“Certified by who?”
“They’ve had training from the best. Constantly upgrading their skills.”
“That’s good, that’s good. Certified by who, Claude?”
“Private-sector professionals. We don’t need Big Brother looking over our shoulder all the time.”
“Let me guess. You took them to Peak Performance Tech, up in Aventura? Or somebody like that.”
Claude was silent, glaring at Frank.
“Peak Performance,” Frank said, remembering their slogan. “‘When the best isn’t good enough.’”
“Damn right,” Claude said. “They’re top-notch.”
Frank looked at Nicole, then at Sheen. Keeping his voice businesslike. No snark, no pettiness. “What Mr. Sellers is referring to is a weekend seminar. Eight hundred bucks a head gets you three days of lectures, some fieldwork playing soldier out in the Glades. They throw in a little Xbox video gaming, let you shoot at cartoon bad guys, then award spiffy diplomas at the end. The folks that teach the courses for Peak Performance, every one of them washed out of Quantico or got tossed from Miami SWAT. I know them. They’re losers, all of them.”
“Fuck you, Sheffield.”
“As tempting as it sounds, I’ll have to decline.”
“There’s no need for this,” Emily Sheen said. “We’re on the same side.”
“Are we?” Frank said. “Which side is that? Team Incompetent?”
“Fuck you twice,” Claude said, “coming and going.”
“Mr. Sellers, please. We’re all professionals here.”
A professional doofus, Frank was about to say when Claude straightened his shoulders and cleared his throat.
“Okay,” he said, “just so you don’t go home mad, let’s pretend your guys penetrate the fences. What then? Where do you go, what do you do?”
Nicole looked to Frank for help but he gestured for her to take it.
“All right,” she said. “Shut down the plant’s internal power source. Take the reactors off-line. Isn’t that the point? ELF’s dream would be to get into the control room, press the red button. Cause a few hours of panic on the streets of South Florida.”
Emily Sheen was quiet, blank-faced, nodding her encouragement.
“Can’t be done. There’s a flicker in the plant’s internal power grid, a dozen diesel backup generators kick in,” Claude said. “Shut down the main electric terminal, the diesels keep the reactors glowing. The control rods are magnetically linked to the lifters, so the power goes off, the rods release, drop into the tank, automatically cool the whole reaction down. On top of the Westinghouse AP1000 there’s a tank that holds around eight hundred thousand gallons of water. Enough to control reactor heat for three days. Cut the power, that tank releases its water, gravity fixes the problem. Simple as that.”

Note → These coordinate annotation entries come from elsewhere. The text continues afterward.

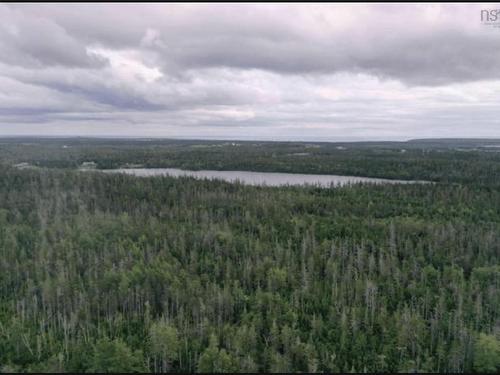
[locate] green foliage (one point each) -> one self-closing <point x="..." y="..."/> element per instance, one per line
<point x="214" y="359"/>
<point x="487" y="354"/>
<point x="106" y="272"/>
<point x="115" y="356"/>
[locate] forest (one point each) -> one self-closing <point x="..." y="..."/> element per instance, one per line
<point x="115" y="273"/>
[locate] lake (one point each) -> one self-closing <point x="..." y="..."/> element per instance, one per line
<point x="260" y="178"/>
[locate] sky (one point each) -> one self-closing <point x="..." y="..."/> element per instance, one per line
<point x="250" y="71"/>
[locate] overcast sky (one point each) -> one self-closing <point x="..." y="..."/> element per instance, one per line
<point x="298" y="72"/>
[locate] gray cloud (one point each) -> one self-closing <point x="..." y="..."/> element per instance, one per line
<point x="260" y="70"/>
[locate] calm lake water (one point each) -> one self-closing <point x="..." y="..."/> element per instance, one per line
<point x="259" y="178"/>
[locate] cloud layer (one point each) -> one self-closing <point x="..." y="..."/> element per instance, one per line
<point x="249" y="71"/>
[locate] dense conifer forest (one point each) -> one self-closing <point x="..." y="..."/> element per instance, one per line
<point x="114" y="273"/>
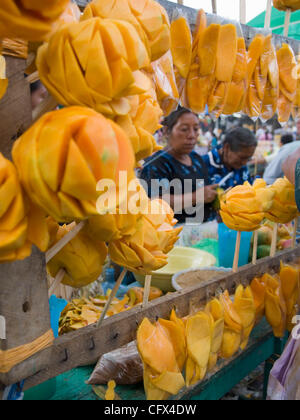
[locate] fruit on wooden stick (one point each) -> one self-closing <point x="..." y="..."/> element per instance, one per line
<point x="241" y="208"/>
<point x="136" y="295"/>
<point x="162" y="376"/>
<point x="216" y="311"/>
<point x="245" y="308"/>
<point x="176" y="335"/>
<point x="164" y="81"/>
<point x="181" y="46"/>
<point x="233" y="330"/>
<point x="14" y="244"/>
<point x="236" y="93"/>
<point x="275" y="306"/>
<point x="287" y="82"/>
<point x="31" y="20"/>
<point x="264" y="194"/>
<point x="61" y="175"/>
<point x="199" y="340"/>
<point x="104" y="59"/>
<point x="284" y="208"/>
<point x="258" y="289"/>
<point x="148" y="17"/>
<point x="82" y="259"/>
<point x="290" y="286"/>
<point x="141" y="123"/>
<point x="146" y="250"/>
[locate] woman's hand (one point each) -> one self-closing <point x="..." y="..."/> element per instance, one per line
<point x="210" y="193"/>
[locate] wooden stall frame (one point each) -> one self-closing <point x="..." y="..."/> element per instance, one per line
<point x="87" y="345"/>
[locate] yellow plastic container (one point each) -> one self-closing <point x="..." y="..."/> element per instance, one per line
<point x="179" y="259"/>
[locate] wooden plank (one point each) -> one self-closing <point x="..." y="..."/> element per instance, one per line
<point x="23" y="297"/>
<point x="85" y="346"/>
<point x="24" y="304"/>
<point x="15" y="106"/>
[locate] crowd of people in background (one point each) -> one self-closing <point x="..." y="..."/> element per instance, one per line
<point x="224" y="154"/>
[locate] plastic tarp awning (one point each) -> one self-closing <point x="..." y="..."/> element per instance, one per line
<point x="277" y="23"/>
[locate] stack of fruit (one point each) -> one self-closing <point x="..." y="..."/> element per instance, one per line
<point x="195" y="343"/>
<point x="242" y="208"/>
<point x="288" y="82"/>
<point x="82" y="312"/>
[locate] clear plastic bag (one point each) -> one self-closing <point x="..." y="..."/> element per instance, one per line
<point x="123" y="365"/>
<point x="164" y="79"/>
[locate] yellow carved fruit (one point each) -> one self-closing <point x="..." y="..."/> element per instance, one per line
<point x="233" y="329"/>
<point x="181" y="45"/>
<point x="100" y="73"/>
<point x="148" y="17"/>
<point x="31" y="20"/>
<point x="14" y="244"/>
<point x="241" y="208"/>
<point x="245" y="307"/>
<point x="216" y="311"/>
<point x="82" y="259"/>
<point x="284" y="208"/>
<point x="61" y="176"/>
<point x="198" y="336"/>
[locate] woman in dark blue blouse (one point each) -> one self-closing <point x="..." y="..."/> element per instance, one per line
<point x="178" y="161"/>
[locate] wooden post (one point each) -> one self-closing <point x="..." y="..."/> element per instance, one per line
<point x="268" y="14"/>
<point x="24" y="293"/>
<point x="237" y="252"/>
<point x="147" y="287"/>
<point x="243" y="13"/>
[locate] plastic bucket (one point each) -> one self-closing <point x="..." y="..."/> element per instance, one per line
<point x="227" y="241"/>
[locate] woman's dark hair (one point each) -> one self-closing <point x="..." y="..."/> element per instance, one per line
<point x="171" y="120"/>
<point x="35" y="86"/>
<point x="240" y="137"/>
<point x="287" y="138"/>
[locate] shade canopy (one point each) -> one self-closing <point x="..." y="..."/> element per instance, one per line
<point x="277" y="23"/>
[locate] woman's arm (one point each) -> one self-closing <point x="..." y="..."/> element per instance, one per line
<point x="177" y="201"/>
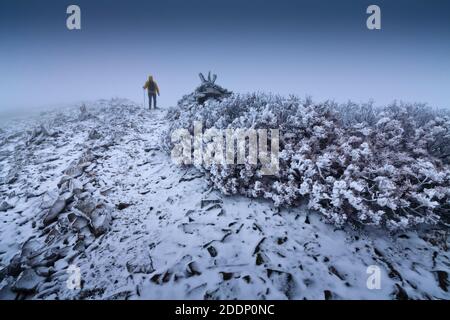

“Okay, then one member of the four-man assault team peels off and incapacitates the generators, takes out the water tank.”
“Soon as there’s an intrusion alert, a defense team is dispatched to guard the diesels and tanks,” Claude said. “You got to do better than that.”
“That leaves you thin. You’ve got two guys occupied at the main gate. Two more at the containment-building entrances. One guy roaming, now some unspecified number at the generators.”
“We’ll manage.”
“And you’re okay with this, Ms. Sheen? No specific countermeasure offered by the plant’s head of security?” Frank smiled at Sheen.
“I’m here as a neutral observer.”
“Lame,” Sheffield said. “Jesus Christ, I could pick up a carload of day laborers in the Home Depot parking lot and knock this place over.”
Claude’s cheeks were flushed, but Sheffield was relaxed now. With all the dog sniffing out of the way, his blood pressure was easing. He’d spent the last thirty years dealing with the likes of Sellers, guys with advanced degrees in assholery. Sometimes they were on the wrong side of the law, but just as often they were his own damn colleagues. Assholery was an equal-opportunity affliction.
Sheffield was focused on the cooling canals on the tabletop mock-up. Thirty canals running perfectly parallel for five miles south of the reactors; the one farthest east was only a few hundred yards off Biscayne Bay. Prince Key wasn’t shown on the tabletop replica, but if the plywood were a few inches wider, it would have been sitting right there, due east of the plant.
If this truly was Cameron Prince’s play, that’s how his people would come. By water from Prince Key. Across that four- or five-mile stretch of shallows, then portage the kayaks to the first cooling canal and paddle straight up to the backside of the plant. Come at night when the video cameras were minimally effective.